The Bisons, who finished 7-4 last season and lost to St. Marys in the D9 Class AAA semifinals, are led by quarterback Jarrin Campman (126 of 233, 1,840 yards, 16 TDs, 12 Ints; 191 carries, 685 yards, 15 TDs), wide receiver Trey Campman (26 catches, 304 yards, 1 TD) and running back Isiah Morgan (99 carries, 379 yards, 5 TDs in an injury-plagued year last season after rushing for 1,130 yards and 13 TDs two years ago).
Clearfield also returns three starters on the offensive line, so it should score a lot of points. The big question mark could be on defense where Clearfield allowed 21.9 points per game last season, including allowing 26 or more points five times and 40 or more twice.
Last year’s runner-up, St. Marys, lost a ton of kids and is rebuilding, while the fourth Class AAA team Punxsutawney was 0-10 last year and 0-10 in 2005 and has just four wins in the last three seasons.
District 9 has just one Class AAAA team, DuBois. To qualify for the state playoffs the Beavers must play a play-in game with District 10, something they did a couple of years ago and lost. But DuBois fell to 2-8 last season and plays an extremely difficult schedule this year featuring Clearfield, Erie Cathedral Prep, Bellefonte, Perry and Hollidaysburg.

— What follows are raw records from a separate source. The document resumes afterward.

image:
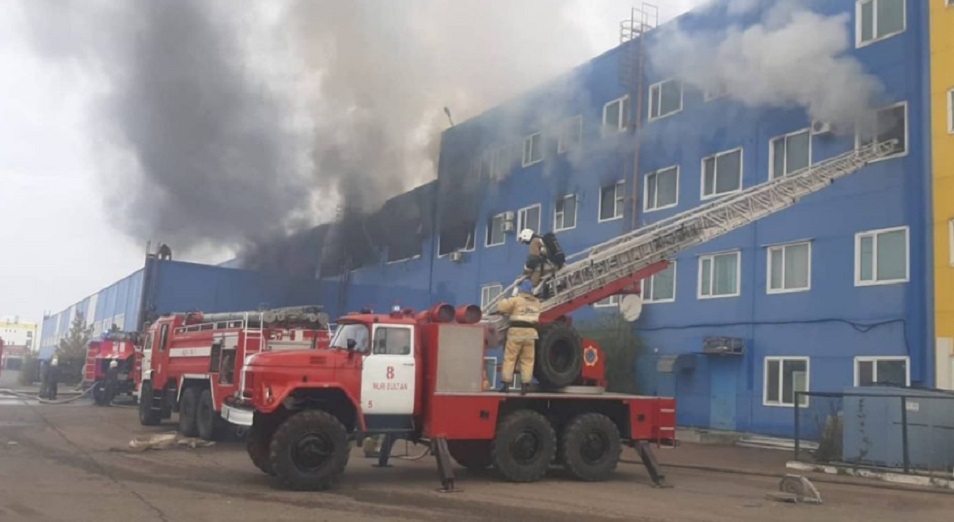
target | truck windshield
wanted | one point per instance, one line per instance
(358, 332)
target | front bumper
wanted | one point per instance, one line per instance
(237, 415)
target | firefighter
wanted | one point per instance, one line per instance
(523, 309)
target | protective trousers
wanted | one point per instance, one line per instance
(519, 350)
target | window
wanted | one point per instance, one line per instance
(878, 19)
(611, 201)
(790, 153)
(881, 256)
(719, 275)
(392, 340)
(571, 133)
(783, 377)
(529, 217)
(661, 286)
(488, 293)
(564, 215)
(665, 98)
(789, 268)
(886, 371)
(616, 115)
(532, 149)
(495, 234)
(722, 173)
(888, 123)
(661, 189)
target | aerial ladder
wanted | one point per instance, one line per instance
(617, 265)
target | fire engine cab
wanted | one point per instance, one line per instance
(191, 360)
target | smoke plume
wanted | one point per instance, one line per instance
(791, 57)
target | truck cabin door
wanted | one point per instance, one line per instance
(388, 379)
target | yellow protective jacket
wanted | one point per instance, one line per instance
(524, 310)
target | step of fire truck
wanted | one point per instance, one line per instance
(621, 257)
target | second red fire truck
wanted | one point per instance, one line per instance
(191, 361)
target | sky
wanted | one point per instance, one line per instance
(71, 215)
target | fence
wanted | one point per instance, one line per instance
(901, 429)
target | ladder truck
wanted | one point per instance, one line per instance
(418, 377)
(190, 360)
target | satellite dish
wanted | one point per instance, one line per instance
(631, 306)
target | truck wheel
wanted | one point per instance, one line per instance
(590, 447)
(147, 415)
(472, 454)
(211, 425)
(309, 451)
(559, 355)
(524, 446)
(187, 412)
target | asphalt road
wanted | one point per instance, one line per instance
(71, 463)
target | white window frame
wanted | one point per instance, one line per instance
(738, 274)
(576, 213)
(485, 291)
(768, 268)
(781, 380)
(521, 218)
(655, 94)
(624, 114)
(874, 254)
(619, 201)
(487, 243)
(907, 131)
(874, 360)
(646, 195)
(715, 157)
(648, 299)
(576, 124)
(784, 137)
(874, 21)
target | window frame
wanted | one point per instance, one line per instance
(655, 91)
(520, 217)
(874, 359)
(738, 274)
(646, 188)
(907, 131)
(874, 266)
(648, 299)
(576, 212)
(715, 157)
(781, 359)
(619, 201)
(874, 21)
(487, 235)
(624, 110)
(768, 268)
(784, 137)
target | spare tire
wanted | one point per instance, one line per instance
(559, 355)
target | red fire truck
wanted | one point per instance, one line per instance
(190, 360)
(419, 377)
(122, 347)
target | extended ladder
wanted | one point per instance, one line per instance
(623, 256)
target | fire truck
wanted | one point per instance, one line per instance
(420, 377)
(114, 345)
(190, 360)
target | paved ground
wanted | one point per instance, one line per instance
(59, 462)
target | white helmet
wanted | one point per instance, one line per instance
(525, 235)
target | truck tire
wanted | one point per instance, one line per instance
(559, 355)
(211, 425)
(471, 454)
(524, 446)
(309, 451)
(147, 415)
(188, 405)
(590, 447)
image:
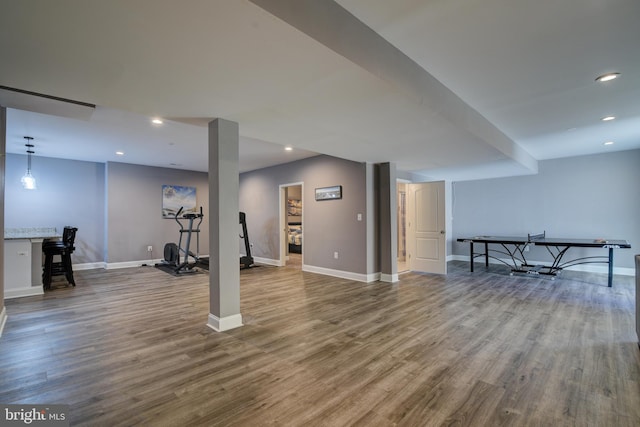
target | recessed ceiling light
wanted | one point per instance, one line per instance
(607, 77)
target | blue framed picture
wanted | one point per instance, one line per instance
(175, 197)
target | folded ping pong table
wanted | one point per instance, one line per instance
(515, 247)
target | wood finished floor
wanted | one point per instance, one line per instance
(130, 347)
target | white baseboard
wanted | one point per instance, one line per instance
(338, 273)
(389, 278)
(267, 261)
(89, 266)
(127, 264)
(587, 268)
(3, 319)
(225, 323)
(26, 292)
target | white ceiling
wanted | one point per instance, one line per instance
(447, 89)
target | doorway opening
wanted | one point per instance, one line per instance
(291, 221)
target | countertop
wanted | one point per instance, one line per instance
(31, 233)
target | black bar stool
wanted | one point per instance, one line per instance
(64, 248)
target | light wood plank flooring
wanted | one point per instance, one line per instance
(130, 347)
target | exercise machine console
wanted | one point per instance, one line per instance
(173, 253)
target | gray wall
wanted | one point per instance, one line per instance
(329, 226)
(68, 192)
(593, 196)
(134, 210)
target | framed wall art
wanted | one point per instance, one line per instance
(175, 197)
(329, 193)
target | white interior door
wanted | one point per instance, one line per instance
(426, 234)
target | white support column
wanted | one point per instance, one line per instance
(224, 264)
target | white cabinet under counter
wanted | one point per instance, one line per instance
(23, 260)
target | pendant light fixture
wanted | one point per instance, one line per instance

Conference Realignments Abound
This could also be a confusing year for District 9 fans in terms of conference alignments, as the D9 League (which consisted of Bradford, Brookville, DuBois, Punxsutawney and St. Marys last year) ceases to exist.

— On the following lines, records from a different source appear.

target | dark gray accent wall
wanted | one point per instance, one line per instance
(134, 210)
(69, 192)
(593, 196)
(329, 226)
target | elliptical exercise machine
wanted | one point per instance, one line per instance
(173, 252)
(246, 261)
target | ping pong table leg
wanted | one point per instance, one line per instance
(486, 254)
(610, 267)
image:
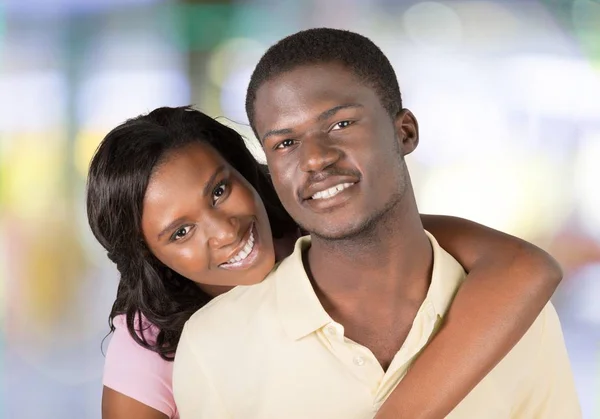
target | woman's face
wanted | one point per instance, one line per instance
(202, 219)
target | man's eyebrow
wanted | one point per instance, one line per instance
(323, 116)
(330, 112)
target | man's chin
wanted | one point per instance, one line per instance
(338, 231)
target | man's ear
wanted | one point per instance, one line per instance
(407, 130)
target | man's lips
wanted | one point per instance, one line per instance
(328, 187)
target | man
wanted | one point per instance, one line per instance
(336, 325)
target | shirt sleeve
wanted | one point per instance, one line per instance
(138, 373)
(552, 393)
(195, 395)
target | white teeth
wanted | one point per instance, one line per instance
(333, 191)
(243, 254)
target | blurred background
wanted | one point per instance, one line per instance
(507, 94)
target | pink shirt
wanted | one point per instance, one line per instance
(137, 372)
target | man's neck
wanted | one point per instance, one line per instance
(374, 287)
(394, 260)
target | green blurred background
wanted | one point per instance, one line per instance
(507, 94)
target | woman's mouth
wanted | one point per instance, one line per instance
(247, 255)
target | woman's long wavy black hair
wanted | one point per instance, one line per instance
(118, 177)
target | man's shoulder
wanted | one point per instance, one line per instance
(235, 310)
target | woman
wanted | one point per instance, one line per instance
(158, 187)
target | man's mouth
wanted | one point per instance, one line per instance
(332, 191)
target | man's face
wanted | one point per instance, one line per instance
(335, 155)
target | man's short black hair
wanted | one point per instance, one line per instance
(323, 45)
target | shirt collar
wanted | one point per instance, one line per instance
(301, 312)
(447, 276)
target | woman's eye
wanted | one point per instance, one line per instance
(181, 233)
(285, 144)
(219, 191)
(341, 125)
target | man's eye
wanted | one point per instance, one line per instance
(285, 144)
(341, 125)
(181, 233)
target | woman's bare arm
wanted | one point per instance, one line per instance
(509, 282)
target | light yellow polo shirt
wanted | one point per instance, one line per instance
(270, 351)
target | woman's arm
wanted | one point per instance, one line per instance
(118, 406)
(137, 381)
(508, 284)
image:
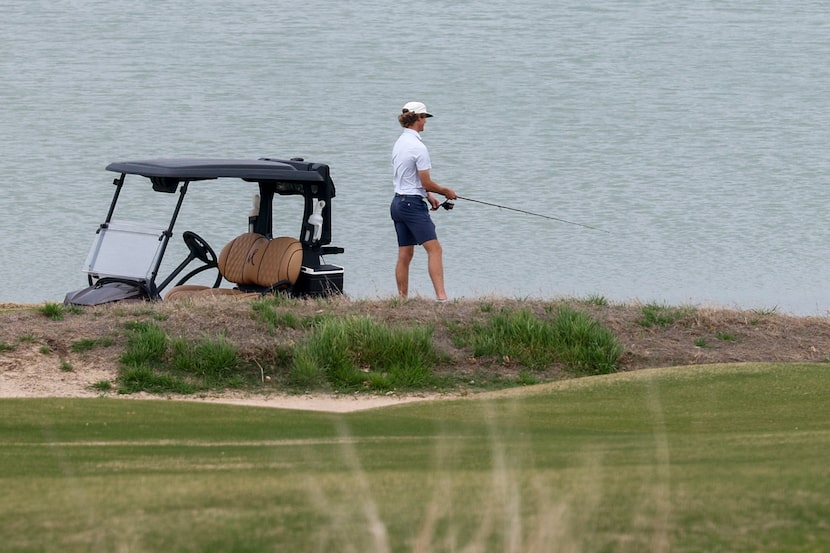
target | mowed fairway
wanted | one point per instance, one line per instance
(714, 458)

Bradford has moved over to District 10 Region 6 – the Owls are still a District 9 team – and will play an entirely District 10 schedule with the exception of Olean (N.Y.) its cross-border rivals. The only way the Owls will see a D9 foe this year is if they make the playoffs.
Brookville and Punxsutawney, meanwhile, have joined the KSAC. It is sort of a homecoming for Brookville, which was in the KSAC’s predecessor – the Little 12 – from 1951-92 winning three league titles along the way.
DuBois, meanwhile, is in the Mountain Athletic Conference Seven Mountains League with Bellefonte, Central Mountain, Hollidaysburg and Indian Valley.
St. Marys joins the Mountain Athletic Conference Nittany League where it is joined by Clearfield – a member of the MAC Large School Division last year – and seven District 6 schools including Tyrone, Philipsburg-Osceola and Lewistown.
District 9 has also seen the influx of seven new coaches – over a quarter of the District – since the start of last season.
One of those coaches, Luke Breese at Otto-Eldred, actually stepped in late last year replacing Kerry Snow in week eight and leading the Terrors to a 2-1 finish.
The other new coaches are Rapp at Redbank Valley replacing Wasilowski, Jeremy Lipps at Union replacing Tom Kidder, Hathaway at Coudersport replacing Simcoe, Ryan Yingling at Smethport replacing former teammate Rob Cosper, Mark Heindl at Ridgway replacing Mark Morelli and Travis Skrzypek at Elk County Catholic replacing Keith Lecker.
Those seven new coaches mean that since the start of the 2006 nearly half of the District 9 football schools (12 of 26) have undergone a coaching change.
In fact, only three schools – Clearfield (Tim Janocko 24 years), Clarion (Larry Wiser 21 years) and Brookville (Chris Dworek 13 years) – have had the same coach for more than 10 years.